In 1926 Hitler gave six speeches here, and another in 1929. One such 1926 speech took place during a closed general assembly of the NSDAP Section Neuhausen, started here at 20.30 in which, according to the police report, 56 people participated, and was headed by Helmut Walter. Hitler "spoke for about 20 minutes, Anton Allwein spoke and Karl Ostberg on the question of race or the Jews."
Ironically, the Gasthaus Deutsche Eiche is now one of the Munich gay scene's most popular meeting places with its bathhouse that takes over four floors and almost 4,600 square feet complete with a Finnish sauna, a salt sauna, a whirlpool, a large steambath, shower area, massage rooms, a solarium, a rooftop garden, a Bistro & Bar, TV rooms, relaxation rooms, individual and exclusive booths etc... which explains the gay flags that flank the international ones in the centre. In fact, the area around Gärtnerplatz is largely shaped by the gay scene including the Deutsche Eiche at Reichenbachstrasse 13, with the 1921-23 Nazi Party headquarters at Corneliusstrasse 12 located nearby. Probably because of its proximity to the Gärtnerplatz Theatre and its dancers, the Deutsche Eiche became a meeting point for artists and homosexuals early on. Until his death in 1982, its restaurant was also the "second living room" of filmmaker Rainer Werner Fassbinder, who lived opposite from 1974 to 1978. In some of his films, the guesthouse served as the location. Freddy Mercury apparently also felt at home here.

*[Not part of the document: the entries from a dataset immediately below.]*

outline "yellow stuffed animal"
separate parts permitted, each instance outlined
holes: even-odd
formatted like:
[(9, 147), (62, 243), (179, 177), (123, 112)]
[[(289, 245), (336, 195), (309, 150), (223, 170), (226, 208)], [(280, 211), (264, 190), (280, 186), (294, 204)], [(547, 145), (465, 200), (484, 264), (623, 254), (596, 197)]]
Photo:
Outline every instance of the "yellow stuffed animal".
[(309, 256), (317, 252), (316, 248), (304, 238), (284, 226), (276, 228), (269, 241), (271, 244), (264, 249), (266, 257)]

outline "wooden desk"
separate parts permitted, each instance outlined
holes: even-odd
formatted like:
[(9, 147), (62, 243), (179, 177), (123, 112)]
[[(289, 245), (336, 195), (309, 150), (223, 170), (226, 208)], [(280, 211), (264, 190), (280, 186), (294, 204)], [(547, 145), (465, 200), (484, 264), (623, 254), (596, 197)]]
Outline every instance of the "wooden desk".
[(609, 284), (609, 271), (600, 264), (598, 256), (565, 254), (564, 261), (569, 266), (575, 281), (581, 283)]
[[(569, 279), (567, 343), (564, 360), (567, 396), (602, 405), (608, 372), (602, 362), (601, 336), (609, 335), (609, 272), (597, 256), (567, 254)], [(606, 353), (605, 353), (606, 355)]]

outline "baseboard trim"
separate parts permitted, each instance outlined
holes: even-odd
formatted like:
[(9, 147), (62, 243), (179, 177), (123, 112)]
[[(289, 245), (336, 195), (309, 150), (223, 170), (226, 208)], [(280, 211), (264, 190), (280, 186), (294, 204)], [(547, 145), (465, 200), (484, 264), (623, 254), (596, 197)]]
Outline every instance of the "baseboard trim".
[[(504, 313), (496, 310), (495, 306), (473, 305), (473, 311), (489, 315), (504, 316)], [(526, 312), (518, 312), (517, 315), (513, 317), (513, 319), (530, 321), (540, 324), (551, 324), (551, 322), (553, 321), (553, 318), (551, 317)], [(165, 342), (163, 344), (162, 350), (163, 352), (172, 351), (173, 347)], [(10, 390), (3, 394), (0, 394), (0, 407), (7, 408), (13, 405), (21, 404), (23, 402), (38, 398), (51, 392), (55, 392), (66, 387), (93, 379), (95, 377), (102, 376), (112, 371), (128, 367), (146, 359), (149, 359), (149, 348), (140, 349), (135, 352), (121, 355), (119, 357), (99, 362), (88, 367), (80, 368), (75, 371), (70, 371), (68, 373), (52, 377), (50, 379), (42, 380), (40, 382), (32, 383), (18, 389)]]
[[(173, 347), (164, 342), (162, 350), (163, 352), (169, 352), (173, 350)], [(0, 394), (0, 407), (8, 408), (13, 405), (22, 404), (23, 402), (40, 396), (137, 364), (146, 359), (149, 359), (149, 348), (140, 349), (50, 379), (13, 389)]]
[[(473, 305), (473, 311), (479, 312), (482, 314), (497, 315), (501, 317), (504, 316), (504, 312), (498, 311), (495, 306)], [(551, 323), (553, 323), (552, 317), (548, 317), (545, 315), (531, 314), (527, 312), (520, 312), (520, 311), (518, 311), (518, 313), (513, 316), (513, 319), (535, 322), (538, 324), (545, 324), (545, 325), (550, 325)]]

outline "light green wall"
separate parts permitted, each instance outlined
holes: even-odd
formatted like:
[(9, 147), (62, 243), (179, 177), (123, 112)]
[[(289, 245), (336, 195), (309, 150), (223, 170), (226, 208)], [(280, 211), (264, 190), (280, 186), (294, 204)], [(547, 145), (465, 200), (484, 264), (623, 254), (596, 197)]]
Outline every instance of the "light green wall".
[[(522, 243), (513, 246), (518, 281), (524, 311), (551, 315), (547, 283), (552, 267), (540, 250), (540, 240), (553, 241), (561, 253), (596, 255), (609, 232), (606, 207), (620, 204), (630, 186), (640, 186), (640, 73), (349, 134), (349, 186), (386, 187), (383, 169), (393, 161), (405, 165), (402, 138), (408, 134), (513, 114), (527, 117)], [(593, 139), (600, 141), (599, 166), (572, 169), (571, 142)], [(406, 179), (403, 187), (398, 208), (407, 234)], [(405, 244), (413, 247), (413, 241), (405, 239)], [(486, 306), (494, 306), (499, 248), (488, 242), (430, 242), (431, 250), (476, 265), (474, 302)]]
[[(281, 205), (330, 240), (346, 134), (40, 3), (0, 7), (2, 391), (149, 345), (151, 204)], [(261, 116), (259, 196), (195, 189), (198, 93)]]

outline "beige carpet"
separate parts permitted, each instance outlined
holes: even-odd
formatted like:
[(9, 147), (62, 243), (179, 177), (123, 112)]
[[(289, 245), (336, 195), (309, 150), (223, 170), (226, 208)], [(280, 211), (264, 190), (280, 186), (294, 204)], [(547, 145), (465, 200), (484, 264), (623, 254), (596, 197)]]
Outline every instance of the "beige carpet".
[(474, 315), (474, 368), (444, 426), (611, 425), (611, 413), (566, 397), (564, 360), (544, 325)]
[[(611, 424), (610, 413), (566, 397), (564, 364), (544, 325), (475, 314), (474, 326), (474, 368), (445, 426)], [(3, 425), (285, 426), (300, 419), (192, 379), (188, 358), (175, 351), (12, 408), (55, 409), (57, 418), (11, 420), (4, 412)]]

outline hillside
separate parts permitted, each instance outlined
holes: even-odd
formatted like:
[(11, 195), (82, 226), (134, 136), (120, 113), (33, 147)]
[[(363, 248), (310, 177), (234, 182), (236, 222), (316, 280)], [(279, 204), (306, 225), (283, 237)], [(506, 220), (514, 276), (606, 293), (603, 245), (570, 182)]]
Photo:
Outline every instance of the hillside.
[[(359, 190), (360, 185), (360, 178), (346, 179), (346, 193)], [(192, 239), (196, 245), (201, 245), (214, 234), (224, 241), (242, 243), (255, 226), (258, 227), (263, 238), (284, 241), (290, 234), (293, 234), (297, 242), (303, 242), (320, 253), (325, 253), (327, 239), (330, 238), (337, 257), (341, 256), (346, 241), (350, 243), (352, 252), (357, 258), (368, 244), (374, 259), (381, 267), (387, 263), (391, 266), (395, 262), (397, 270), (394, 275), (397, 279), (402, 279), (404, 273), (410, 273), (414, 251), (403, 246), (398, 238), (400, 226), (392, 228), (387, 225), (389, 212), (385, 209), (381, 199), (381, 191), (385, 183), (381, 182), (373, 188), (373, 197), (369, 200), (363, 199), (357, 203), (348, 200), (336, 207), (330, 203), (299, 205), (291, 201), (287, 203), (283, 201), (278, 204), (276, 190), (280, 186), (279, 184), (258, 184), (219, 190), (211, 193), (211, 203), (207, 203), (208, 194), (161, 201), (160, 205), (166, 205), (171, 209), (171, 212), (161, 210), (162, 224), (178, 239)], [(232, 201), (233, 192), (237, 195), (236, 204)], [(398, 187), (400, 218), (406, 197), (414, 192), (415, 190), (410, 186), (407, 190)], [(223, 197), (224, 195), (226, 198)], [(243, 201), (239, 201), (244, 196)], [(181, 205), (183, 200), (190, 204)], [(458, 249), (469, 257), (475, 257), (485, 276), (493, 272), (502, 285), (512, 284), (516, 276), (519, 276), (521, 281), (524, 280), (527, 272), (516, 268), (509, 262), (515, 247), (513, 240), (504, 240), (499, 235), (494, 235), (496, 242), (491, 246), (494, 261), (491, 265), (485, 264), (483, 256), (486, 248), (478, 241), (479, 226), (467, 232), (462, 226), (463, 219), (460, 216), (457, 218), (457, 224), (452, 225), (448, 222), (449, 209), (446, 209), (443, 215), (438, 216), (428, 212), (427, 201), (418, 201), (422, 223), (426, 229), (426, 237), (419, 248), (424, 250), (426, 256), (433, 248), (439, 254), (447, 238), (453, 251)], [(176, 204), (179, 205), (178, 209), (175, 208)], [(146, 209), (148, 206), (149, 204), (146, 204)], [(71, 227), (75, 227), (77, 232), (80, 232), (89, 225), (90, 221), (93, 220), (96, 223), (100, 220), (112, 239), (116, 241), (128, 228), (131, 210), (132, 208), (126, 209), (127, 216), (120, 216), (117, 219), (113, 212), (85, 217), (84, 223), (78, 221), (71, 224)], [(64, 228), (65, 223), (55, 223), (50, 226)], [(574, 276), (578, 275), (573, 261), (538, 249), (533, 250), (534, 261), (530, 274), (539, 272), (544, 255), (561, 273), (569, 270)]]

Ernst Röhm's address on Hohenzollernstraße 110. In proceedings conducted by the Public prosecutor's office at LG Munich I on October 21, 1931 against Peter Granninger, an accountant from Freising who was best known as the personal pimp or supplier of Röhm, who brought boys and young men to him for homosexual contacts from 1931 to 1934, and as a defendant in a trial for these events that took place after Röhm's murder in autumn 1934 before the district court of Munich. Along with others charged with homosexual acts, this address was the location of many of the acts that took place.
In 1931 when the accused Granninger read in the newspaper that Röhm had returned from South America, he went to his apartment in Hohenzollernstrasse 110 shortly before Easter 1931. Röhm served the accused Granninger with coffee and liqueur. Röhm brought himself to the accused Granninger, hugged him, kissed him and gripped his thighs. He opened Granninger's pants, took out his member and sucked on it until ejaculation occurred. After this traffic, Granninger took Röhm's penis in his mouth after rubbing it with his hand and sucked on it until ejaculation occurred. Röhm then gave the defendant 50 RM and promised to get him a job.